U.S. Education Department simplifies student loan repayment with two-plan overhaul

U.S. Education Department simplifies student loan repayment with two-plan overhaul
Student loan plans simplified

Federal student loan repayment is becoming simpler under a new framework that replaces a wide range of existing options with two core plans. The changes start on July 1 and include interest relief and principal-matching benefits for some borrowers, while certain existing borrowers have until July 1, 2028 to choose among available repayment paths.

Highlights

  • Starting July 1, the U.S. Education Department will replace over 40 student loan repayment options with the new Repayment Assistance Plan (RAP) and Tiered Standard Plan.
  • Under RAP, monthly payments are 1%–10% of income, include $50 reductions per dependent, and offer matching principal payments and interest waivers for on-time payers.
  • The Tiered Standard Plan lowers monthly payments for larger balances by extending terms to 10, 15, 20, or 25 years, with full transition required by July 1, 2028.

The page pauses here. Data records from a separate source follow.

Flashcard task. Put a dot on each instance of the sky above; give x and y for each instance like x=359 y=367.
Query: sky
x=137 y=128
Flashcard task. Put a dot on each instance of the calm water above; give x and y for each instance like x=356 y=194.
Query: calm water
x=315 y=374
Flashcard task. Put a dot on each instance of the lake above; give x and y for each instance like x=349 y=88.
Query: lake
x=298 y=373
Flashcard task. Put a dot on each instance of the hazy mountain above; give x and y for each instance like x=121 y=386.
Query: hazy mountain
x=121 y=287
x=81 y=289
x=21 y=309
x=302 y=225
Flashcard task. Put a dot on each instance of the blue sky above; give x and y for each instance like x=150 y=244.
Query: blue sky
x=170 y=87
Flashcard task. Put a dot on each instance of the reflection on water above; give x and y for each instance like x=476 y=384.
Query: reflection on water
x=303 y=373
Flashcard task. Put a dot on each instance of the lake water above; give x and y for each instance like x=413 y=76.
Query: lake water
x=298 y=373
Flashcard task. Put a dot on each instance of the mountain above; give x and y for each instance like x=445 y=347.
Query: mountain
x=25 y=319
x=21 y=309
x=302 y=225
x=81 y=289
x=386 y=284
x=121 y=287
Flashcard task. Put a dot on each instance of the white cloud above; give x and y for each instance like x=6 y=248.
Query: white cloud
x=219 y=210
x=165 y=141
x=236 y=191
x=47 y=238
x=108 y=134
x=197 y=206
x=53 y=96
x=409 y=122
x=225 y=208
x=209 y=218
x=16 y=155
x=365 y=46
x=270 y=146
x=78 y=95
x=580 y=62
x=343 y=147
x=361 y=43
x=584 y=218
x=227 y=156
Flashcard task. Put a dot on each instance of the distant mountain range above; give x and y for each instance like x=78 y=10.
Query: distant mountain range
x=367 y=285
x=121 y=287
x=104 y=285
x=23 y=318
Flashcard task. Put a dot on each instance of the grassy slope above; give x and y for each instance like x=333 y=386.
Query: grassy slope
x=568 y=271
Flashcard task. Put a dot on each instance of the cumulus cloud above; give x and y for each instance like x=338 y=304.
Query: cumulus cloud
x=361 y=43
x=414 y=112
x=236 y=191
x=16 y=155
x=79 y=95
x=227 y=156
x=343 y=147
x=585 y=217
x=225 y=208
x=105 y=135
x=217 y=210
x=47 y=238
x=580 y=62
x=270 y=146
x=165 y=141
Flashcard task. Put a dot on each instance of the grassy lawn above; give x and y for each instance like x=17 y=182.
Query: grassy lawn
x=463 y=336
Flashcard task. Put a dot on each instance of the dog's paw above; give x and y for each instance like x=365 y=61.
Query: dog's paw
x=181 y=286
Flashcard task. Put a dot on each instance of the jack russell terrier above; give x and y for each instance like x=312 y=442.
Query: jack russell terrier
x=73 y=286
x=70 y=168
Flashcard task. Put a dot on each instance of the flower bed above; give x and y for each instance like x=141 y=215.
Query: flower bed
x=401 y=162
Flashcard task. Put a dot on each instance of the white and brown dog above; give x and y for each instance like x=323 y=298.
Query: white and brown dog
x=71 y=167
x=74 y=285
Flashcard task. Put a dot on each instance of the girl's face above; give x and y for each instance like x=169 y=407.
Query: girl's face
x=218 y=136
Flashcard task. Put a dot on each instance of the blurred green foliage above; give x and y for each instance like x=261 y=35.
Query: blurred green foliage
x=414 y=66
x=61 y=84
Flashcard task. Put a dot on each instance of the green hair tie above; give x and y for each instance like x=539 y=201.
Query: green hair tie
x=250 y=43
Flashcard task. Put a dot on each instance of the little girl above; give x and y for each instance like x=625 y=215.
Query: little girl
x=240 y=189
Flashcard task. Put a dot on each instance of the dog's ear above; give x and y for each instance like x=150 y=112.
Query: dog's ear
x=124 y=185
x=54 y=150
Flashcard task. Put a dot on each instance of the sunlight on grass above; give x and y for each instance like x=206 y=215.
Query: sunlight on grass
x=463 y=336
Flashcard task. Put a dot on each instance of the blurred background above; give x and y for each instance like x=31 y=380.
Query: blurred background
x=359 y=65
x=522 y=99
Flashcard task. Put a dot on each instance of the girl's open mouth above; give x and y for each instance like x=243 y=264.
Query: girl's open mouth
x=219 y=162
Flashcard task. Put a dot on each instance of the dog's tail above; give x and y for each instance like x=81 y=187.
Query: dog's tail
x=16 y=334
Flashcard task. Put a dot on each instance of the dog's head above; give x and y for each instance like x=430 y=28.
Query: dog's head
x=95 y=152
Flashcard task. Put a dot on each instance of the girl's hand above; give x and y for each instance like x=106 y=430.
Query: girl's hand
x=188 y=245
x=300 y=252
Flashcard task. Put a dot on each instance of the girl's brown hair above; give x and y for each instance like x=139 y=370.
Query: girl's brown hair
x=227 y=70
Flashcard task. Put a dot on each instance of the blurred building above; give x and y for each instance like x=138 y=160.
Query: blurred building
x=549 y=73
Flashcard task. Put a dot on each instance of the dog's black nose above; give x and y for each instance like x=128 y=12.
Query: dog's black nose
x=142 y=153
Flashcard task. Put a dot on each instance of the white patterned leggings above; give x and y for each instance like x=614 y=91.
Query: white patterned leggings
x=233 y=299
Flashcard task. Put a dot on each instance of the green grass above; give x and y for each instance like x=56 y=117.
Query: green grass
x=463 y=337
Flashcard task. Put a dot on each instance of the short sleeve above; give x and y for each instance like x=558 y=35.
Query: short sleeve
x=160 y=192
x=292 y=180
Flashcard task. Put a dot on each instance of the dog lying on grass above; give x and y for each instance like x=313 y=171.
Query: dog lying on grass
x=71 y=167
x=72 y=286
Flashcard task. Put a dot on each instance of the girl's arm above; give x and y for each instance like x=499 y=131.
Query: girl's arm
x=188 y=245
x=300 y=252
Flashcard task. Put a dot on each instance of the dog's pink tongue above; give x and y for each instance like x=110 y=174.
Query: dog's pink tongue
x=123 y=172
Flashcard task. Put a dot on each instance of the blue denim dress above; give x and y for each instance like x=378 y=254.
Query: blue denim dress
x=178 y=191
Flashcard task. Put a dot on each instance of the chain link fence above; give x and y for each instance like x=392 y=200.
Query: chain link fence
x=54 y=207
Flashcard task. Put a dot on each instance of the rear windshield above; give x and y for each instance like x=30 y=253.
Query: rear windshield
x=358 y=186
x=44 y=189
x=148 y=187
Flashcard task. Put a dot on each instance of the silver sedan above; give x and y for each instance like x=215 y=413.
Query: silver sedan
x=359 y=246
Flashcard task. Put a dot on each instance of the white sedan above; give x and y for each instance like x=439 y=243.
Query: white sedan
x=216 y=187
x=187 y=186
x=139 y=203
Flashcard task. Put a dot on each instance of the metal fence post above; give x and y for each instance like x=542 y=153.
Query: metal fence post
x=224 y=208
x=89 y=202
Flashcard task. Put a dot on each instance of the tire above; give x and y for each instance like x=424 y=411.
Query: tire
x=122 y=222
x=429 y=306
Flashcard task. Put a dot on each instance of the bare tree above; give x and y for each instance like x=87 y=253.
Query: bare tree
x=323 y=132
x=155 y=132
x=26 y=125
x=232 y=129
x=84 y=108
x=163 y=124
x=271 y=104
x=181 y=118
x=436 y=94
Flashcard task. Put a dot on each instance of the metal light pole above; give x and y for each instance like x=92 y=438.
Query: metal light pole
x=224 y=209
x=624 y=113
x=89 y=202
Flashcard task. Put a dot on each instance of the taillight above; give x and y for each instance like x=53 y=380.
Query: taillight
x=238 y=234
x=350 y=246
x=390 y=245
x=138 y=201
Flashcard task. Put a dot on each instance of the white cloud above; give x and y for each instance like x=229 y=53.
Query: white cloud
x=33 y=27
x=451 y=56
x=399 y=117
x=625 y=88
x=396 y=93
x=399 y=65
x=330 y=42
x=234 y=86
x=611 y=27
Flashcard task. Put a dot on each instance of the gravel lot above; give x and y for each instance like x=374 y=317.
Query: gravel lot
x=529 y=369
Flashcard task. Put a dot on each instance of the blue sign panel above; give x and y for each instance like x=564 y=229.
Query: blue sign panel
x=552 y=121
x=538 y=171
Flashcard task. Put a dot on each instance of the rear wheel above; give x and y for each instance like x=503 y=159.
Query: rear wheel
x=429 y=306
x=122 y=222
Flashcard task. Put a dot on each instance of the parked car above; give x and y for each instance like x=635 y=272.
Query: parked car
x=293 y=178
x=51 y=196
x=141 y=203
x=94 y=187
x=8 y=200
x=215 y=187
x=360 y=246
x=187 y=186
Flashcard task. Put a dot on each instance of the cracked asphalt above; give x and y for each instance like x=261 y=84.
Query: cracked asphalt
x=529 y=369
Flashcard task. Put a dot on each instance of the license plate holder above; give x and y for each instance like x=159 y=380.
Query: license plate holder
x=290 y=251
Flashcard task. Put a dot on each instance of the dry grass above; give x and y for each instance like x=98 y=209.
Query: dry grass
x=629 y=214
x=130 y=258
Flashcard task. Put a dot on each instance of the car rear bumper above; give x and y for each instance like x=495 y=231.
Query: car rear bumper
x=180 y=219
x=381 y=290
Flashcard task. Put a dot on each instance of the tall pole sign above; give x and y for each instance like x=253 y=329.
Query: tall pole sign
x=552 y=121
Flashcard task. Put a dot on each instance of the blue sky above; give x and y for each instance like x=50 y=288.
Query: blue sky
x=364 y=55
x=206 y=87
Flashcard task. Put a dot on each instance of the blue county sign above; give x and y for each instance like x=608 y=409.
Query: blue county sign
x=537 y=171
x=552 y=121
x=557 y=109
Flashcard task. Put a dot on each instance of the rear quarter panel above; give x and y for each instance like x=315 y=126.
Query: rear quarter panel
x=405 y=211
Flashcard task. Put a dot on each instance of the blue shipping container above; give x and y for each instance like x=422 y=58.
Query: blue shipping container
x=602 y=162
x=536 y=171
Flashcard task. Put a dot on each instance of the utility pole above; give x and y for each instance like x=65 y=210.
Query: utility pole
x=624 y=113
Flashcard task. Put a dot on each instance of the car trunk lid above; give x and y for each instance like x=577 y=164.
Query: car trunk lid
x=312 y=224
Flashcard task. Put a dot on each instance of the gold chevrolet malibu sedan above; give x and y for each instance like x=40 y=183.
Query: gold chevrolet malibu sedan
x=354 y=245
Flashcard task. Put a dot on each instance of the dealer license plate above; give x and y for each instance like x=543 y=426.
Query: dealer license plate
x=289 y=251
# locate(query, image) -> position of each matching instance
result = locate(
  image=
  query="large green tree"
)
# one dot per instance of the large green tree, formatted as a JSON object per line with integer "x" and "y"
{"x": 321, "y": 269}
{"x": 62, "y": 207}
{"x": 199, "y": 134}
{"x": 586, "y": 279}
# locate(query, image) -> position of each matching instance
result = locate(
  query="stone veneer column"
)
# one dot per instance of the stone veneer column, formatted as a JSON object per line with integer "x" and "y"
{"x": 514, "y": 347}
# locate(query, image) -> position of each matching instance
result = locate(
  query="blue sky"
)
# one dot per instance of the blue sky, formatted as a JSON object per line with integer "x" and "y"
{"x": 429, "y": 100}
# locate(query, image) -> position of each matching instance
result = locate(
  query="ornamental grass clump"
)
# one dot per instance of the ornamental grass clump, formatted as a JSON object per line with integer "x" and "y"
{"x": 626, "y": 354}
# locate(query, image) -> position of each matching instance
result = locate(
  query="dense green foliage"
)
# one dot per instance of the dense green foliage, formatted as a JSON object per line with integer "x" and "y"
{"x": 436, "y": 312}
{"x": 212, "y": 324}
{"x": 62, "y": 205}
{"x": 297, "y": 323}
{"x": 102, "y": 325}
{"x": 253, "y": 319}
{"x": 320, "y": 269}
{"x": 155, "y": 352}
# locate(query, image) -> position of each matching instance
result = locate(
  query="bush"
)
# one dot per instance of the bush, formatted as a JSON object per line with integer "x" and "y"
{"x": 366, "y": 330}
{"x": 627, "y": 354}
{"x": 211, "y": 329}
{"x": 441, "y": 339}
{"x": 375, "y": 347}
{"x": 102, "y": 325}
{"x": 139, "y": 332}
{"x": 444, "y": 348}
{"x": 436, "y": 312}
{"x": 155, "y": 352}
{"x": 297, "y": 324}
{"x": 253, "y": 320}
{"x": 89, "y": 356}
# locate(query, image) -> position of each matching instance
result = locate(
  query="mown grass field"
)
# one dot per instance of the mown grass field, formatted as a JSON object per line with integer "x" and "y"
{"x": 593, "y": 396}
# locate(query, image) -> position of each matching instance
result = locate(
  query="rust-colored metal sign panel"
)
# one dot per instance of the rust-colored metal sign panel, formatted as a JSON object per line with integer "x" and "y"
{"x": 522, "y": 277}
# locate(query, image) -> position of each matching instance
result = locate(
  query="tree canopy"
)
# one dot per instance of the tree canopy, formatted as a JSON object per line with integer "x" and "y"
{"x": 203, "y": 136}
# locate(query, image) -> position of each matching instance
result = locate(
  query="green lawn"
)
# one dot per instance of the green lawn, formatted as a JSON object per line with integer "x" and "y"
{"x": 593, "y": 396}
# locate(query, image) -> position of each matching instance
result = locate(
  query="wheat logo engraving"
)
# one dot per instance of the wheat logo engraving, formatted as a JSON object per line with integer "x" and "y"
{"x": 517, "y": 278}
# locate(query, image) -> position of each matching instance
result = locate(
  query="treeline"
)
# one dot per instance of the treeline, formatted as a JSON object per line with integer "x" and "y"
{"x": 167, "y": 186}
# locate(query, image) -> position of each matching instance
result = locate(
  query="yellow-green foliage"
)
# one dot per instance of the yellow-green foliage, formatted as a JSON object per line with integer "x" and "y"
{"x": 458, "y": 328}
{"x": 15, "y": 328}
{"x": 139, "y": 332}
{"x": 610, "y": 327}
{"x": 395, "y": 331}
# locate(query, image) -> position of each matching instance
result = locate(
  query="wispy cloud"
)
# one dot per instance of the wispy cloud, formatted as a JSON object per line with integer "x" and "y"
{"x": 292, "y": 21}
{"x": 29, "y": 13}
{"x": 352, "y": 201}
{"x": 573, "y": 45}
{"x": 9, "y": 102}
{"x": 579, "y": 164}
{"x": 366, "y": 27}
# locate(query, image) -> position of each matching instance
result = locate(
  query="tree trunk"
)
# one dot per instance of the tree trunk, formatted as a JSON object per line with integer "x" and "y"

New repayment structure starts July 1

As detailed by the U.S. Department of Education, the Trump administration's Working Families Tax Cuts Act eliminates multiple income-contingent repayment options and shifts borrowers toward the new Repayment Assistance Plan, or RAP, and the Tiered Standard repayment plan. The administration says the move addresses a system in which more than 40 repayment and discharge options have left many borrowers struggling to navigate their loans.

Under RAP, monthly payments range from 1% to 10% of a borrower's income, depending on earnings, and are reduced by $50 a month for each dependent. The plan also waives remaining unpaid monthly interest for borrowers who make on-time payments, and the department says it will add up to $50 a month in matching principal payments if a borrower's payment does not reduce principal by at least that amount.

The fact sheet says borrowers can receive a discharge in limited cases if a balance remains after 360 on-time monthly payments. It also provides examples showing lower monthly costs under RAP compared with prior income-driven plans, including for borrowers whose balances previously could rise even when they made required payments.

Borrower impact and transition timeline

The new Tiered Standard repayment plan sets fixed repayment terms of 10, 15, 20 or 25 years based on the amount borrowed. The administration says that structure lowers monthly payments for borrowers with larger balances by extending the repayment period beyond the former standard 10-year schedule.

In one example cited in the fact sheet, a borrower with an initial $30,000 balance sees the minimum monthly payment fall to $262 from $341 because repayment stretches to 15 years. For current borrowers in phased-out plans with loans made before July 1, 2026, the transition period runs until July 1, 2028, during which they can choose RAP, the Tiered Standard plan or Income-Based Repayment, or IBR.

Applications are available through StudentAid.Gov and take about 10 minutes to complete, according to the department. Borrowers who allow the department to access federal tax data directly from the Internal Revenue Service can complete the process more quickly because they do not need to upload income information manually.

Our earlier coverage of affordability pressures on the “American Dream” noted that a growing share of U.S. adults believe it is out of reach, largely because everyday costs have risen faster than many incomes. We highlighted survey findings pointing to cost of living—especially housing and healthcare—as the biggest barriers, alongside broader pessimism about economic mobility. That backdrop helps frame why changes to student-loan repayment terms and monthly payment levels matter for household budgets.